Ed Koch, former mayor of New York City, said, “In action, be primitive; in foresight, a strategist.”
It requires foresight to see the strategy necessary to make this six-spade contract. What should South do after West leads the club king?
When North raised to three spades, promising some points (usually 4 to 7), South used Roman Key Card Blackwood. North showed one key card (an ace or the spade king). Then South asked for specific kings, North denying any. (Note that the heart king would make a grand slam sure, but the club king would not.)
South has two possible heart losers. He also has only 11 top tricks: seven spades, one heart, two diamonds and one club. So at first glance it looks as if declarer needs the heart finesse to work. However, assuming West has the club queen behind his king-lead, he is a candidate for an endplay.
South, though, must have the foresight to ruff a club at trick two, and not to ruff with the spade two.
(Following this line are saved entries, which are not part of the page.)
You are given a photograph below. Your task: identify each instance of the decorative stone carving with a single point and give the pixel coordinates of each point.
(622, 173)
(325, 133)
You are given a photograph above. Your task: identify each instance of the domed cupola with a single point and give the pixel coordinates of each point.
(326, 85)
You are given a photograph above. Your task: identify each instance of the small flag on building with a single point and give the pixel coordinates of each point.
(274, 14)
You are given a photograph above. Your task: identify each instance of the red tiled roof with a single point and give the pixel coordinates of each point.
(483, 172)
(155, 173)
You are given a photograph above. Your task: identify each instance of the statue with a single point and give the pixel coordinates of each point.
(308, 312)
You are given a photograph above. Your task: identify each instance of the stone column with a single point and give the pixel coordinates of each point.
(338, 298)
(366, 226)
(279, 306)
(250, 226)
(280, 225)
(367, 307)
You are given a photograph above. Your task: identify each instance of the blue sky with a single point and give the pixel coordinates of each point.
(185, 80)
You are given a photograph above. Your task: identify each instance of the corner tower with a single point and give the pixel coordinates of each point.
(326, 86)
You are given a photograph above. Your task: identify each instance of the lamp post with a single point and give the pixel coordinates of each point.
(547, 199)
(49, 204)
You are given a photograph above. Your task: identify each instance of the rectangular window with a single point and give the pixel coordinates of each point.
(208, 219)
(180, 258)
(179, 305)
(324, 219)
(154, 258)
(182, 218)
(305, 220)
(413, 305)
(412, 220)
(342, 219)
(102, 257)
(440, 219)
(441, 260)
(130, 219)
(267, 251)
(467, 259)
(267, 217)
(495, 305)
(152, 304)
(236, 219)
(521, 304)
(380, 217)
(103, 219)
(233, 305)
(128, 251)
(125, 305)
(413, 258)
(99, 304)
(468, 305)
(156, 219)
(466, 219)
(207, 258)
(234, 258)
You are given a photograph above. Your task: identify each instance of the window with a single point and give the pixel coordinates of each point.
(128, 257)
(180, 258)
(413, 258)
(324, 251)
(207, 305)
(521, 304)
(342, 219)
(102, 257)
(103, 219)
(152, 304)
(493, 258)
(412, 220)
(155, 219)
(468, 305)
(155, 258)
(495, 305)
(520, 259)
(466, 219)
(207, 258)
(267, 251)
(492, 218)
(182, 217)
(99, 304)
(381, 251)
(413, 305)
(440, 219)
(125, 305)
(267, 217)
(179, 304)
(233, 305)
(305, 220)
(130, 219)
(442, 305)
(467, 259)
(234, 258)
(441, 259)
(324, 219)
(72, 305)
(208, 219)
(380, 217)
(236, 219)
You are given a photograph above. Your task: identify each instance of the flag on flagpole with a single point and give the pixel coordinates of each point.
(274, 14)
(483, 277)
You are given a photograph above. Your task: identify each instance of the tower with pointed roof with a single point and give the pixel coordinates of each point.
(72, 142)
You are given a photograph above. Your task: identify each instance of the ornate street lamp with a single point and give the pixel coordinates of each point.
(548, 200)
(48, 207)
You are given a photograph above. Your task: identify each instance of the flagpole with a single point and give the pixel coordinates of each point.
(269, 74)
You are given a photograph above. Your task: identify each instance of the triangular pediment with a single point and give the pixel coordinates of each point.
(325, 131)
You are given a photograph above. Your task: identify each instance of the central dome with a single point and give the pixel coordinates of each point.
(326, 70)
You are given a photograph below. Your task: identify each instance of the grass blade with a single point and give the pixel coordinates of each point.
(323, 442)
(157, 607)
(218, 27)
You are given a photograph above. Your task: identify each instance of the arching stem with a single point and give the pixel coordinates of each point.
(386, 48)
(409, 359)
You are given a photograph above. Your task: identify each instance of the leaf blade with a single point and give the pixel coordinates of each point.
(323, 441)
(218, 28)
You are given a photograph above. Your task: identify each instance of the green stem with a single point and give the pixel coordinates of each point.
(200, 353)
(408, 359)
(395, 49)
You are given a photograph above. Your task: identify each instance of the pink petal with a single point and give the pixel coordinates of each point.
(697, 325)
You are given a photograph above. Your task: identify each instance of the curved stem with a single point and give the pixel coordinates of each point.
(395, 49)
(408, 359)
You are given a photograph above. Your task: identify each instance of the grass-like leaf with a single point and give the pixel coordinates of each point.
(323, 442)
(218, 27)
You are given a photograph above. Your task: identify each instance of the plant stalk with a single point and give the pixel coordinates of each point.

South needs three dummy entries (two for club ruffs and one for the endplay), which must be the club ace and two in trumps.
After the club ruff, declarer takes his spade ace, overtakes a middle spade with dummy’s jack, ruffs another club high, cashes his top diamonds, and plays the spade two to dummy’s four. With the preliminaries complete, South calls for the club jack and discards his heart five.
West is trapped, forced either to lead away from the heart king or to concede a ruff-and-sluff (South ruffs on the board and sluffs his heart queen).